The Health Risks of Asbestos
Towards the last quarter of the 20th century, scientists realized that prolonged exposure to asbestos fibers was leading to serious and fatal illnesses including mesothelioma, asbestosis, asbestos warts, pleural plaques, Pneumothorax, diffuse pleural thickening and lung cancer. Symptoms that have been associated with asbestos exposure include: shortness of breath, hoarseness or wheezing, pain in the chest, fatigue, swelling of the neck among others. One who develops such symptoms is always advised to consult a doctor. Exposure to asbestos can come in many forms including: having asbestos as a component in your building materials, working with asbestos or materials that can lead to release of asbestos fibers or just handling asbestos in the process of getting rid of it from a site.
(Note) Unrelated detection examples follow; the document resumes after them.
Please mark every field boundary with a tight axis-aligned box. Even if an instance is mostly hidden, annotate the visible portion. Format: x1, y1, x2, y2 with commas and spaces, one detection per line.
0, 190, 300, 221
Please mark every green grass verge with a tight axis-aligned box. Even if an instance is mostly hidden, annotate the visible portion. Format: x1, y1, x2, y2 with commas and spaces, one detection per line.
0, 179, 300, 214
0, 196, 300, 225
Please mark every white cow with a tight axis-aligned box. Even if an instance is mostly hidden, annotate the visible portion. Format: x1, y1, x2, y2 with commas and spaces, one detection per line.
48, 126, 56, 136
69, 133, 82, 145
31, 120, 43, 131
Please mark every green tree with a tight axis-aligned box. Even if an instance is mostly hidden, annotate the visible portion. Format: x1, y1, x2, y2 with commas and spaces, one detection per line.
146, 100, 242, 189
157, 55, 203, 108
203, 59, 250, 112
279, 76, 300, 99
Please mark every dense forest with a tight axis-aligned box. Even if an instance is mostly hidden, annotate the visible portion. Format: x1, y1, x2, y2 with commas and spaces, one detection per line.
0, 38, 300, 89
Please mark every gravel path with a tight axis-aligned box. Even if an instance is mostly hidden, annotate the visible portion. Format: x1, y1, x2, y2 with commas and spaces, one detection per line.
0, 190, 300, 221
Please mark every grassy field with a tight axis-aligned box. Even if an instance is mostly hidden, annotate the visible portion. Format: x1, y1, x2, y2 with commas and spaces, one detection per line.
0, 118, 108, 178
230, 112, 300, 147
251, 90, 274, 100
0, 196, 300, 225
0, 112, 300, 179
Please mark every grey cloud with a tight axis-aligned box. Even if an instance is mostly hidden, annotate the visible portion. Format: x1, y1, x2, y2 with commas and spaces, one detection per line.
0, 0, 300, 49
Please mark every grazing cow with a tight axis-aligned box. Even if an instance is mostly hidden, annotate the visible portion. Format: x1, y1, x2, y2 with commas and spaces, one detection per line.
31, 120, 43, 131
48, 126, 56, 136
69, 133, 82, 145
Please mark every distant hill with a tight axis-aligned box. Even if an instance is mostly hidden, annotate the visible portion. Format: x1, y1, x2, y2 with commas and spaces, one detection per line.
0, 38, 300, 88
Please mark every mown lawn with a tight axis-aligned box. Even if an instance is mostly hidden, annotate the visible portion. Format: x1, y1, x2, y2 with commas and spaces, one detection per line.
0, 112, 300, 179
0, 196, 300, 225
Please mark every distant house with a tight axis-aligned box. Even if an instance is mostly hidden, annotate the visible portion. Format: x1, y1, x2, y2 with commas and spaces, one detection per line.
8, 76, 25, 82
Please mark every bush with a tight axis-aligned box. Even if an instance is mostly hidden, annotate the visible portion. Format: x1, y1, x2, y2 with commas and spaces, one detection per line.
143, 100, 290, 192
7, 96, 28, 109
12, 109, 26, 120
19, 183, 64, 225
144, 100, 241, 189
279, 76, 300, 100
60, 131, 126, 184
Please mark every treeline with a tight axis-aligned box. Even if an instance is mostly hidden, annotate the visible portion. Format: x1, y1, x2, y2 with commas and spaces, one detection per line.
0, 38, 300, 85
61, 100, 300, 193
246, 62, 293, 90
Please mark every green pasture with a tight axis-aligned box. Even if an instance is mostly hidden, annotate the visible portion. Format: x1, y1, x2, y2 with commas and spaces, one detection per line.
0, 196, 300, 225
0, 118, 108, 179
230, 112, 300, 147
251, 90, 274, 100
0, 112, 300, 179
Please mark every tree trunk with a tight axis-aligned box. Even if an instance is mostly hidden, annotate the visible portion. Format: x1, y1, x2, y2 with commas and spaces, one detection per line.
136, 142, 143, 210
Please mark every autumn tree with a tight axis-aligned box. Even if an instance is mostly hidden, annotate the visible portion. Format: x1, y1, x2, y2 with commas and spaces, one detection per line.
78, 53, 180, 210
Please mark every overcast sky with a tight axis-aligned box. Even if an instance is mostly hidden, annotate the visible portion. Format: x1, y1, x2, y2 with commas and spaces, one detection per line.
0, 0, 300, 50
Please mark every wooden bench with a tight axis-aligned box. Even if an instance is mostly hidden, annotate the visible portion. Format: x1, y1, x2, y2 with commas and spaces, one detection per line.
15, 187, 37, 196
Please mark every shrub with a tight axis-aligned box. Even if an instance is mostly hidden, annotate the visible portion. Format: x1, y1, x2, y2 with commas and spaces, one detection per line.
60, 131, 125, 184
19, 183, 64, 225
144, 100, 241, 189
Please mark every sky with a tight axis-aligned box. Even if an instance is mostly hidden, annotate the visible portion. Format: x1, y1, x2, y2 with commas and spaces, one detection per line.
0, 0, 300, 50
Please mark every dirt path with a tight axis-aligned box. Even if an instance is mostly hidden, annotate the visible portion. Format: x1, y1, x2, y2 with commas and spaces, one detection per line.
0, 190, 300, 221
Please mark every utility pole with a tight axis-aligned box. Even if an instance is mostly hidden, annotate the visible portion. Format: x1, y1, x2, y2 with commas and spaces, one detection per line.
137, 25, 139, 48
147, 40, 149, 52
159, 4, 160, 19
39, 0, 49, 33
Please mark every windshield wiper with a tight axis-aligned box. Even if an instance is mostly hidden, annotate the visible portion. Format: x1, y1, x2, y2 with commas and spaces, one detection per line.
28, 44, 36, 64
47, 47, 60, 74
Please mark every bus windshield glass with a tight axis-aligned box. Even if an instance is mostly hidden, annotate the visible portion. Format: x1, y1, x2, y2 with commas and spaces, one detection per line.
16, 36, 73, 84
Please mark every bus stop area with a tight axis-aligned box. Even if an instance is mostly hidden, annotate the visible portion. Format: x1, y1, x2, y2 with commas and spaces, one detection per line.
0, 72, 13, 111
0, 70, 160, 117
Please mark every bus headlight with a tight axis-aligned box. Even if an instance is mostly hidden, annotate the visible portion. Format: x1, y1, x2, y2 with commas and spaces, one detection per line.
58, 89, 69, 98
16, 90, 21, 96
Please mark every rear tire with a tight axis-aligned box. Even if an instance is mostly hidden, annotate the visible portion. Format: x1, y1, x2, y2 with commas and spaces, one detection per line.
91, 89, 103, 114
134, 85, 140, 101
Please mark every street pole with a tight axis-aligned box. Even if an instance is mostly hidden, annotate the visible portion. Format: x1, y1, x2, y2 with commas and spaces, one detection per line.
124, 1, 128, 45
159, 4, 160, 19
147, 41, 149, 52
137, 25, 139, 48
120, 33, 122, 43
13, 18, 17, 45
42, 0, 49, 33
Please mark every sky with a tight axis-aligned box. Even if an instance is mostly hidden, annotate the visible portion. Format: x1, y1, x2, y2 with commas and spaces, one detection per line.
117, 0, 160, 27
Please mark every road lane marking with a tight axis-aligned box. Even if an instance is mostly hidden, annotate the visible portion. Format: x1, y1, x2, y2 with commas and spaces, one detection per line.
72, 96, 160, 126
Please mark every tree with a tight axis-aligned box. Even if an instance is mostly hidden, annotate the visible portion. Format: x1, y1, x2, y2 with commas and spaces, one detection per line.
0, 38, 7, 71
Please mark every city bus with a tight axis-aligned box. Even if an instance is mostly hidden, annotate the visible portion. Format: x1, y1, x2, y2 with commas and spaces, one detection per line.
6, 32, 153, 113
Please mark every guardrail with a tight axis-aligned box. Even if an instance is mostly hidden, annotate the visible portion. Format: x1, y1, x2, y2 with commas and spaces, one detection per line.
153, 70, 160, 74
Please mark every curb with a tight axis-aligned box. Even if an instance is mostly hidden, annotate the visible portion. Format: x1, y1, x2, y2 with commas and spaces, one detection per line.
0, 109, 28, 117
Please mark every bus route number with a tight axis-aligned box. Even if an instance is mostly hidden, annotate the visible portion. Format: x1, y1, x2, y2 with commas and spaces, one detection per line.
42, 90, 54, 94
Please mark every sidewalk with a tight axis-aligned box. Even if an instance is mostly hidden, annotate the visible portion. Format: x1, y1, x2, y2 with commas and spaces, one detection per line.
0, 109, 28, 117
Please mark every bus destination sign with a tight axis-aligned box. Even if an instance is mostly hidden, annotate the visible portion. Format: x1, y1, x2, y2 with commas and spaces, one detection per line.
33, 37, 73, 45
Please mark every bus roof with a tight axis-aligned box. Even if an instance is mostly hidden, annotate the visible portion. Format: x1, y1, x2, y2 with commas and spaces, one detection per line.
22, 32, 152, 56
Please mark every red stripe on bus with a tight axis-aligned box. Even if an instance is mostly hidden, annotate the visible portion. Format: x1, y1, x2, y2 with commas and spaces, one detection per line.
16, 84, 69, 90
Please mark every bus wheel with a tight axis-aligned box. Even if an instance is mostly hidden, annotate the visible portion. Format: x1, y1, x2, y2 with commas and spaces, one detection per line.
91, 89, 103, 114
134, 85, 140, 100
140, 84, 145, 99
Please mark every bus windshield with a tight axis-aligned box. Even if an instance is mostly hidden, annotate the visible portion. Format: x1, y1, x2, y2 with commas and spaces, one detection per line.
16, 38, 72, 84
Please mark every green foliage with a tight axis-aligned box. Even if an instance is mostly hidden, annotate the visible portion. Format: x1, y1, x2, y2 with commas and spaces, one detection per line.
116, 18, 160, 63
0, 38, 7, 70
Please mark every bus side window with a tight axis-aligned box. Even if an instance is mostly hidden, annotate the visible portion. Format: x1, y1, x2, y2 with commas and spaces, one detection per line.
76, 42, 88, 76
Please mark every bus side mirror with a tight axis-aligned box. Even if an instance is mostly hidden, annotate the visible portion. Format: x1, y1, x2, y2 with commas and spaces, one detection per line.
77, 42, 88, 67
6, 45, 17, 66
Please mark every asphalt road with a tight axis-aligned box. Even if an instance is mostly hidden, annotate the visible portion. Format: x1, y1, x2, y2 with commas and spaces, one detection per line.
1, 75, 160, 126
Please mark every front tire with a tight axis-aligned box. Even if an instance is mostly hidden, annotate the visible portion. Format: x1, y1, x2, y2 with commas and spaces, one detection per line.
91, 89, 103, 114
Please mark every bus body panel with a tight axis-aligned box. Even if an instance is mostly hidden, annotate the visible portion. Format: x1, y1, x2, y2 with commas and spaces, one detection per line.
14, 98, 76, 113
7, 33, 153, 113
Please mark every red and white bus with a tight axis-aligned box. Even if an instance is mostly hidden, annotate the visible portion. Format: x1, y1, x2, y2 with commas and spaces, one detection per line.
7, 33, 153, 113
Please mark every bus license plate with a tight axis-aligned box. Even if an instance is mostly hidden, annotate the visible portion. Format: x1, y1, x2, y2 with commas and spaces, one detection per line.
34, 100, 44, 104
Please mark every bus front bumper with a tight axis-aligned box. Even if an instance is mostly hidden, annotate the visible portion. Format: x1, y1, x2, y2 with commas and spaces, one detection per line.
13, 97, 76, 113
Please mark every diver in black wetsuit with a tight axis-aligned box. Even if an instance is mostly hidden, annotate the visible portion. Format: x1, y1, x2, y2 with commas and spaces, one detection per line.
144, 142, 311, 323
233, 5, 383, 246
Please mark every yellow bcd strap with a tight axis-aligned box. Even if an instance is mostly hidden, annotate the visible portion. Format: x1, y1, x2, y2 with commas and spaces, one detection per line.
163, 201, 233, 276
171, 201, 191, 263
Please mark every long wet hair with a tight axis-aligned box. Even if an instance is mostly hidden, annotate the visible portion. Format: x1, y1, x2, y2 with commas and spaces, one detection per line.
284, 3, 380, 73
The nature of asbestos related diseases complicated asbestos litigation. The major challenge was the slow emergence of symptoms long after exposure to asbestos ceased. Remember that this mineral was widely acclaimed as a solution to all the construction issues earlier mentioned.
Thus attempts to outlaw its use faced stiff opposition from numerous quotas. This made the litigation process long and expensive but finally the mineral was out awed in many countries and remains so till now.
However, there are those who feel that outright ban of asbestos in not the solution. They contend that seeking innovative ways to prevent the lethal effects is a more realistic approach to the challenge. They argue that the benefits of asbestos are too important to wish away.
Has anything changed in the 21st Century?
It appears the only thing that has changed is time. There is no documented research that powerfully counters the facts about the dangers of asbestos as identified in the previous century. Neither have we evolved to develop resistance or immunity to the hazards of this mineral. Happenings in this century strongly support the idea that asbestos is still as dangerous to human health as it was in bygone eras.
Many governments have stringent regulation on the removal and disposal of asbestos. These are meant to protect all the people who are exposed to this mineral as well as protecting the environment in the process of disposing the asbestos. In addition the continued development of substitutes for asbestos in construction is a powerful admission that the mineral still carries its negative attributes in the 21st century. Fiber glass insulation, mineral wool and glass wool are perfect examples of these substitutes.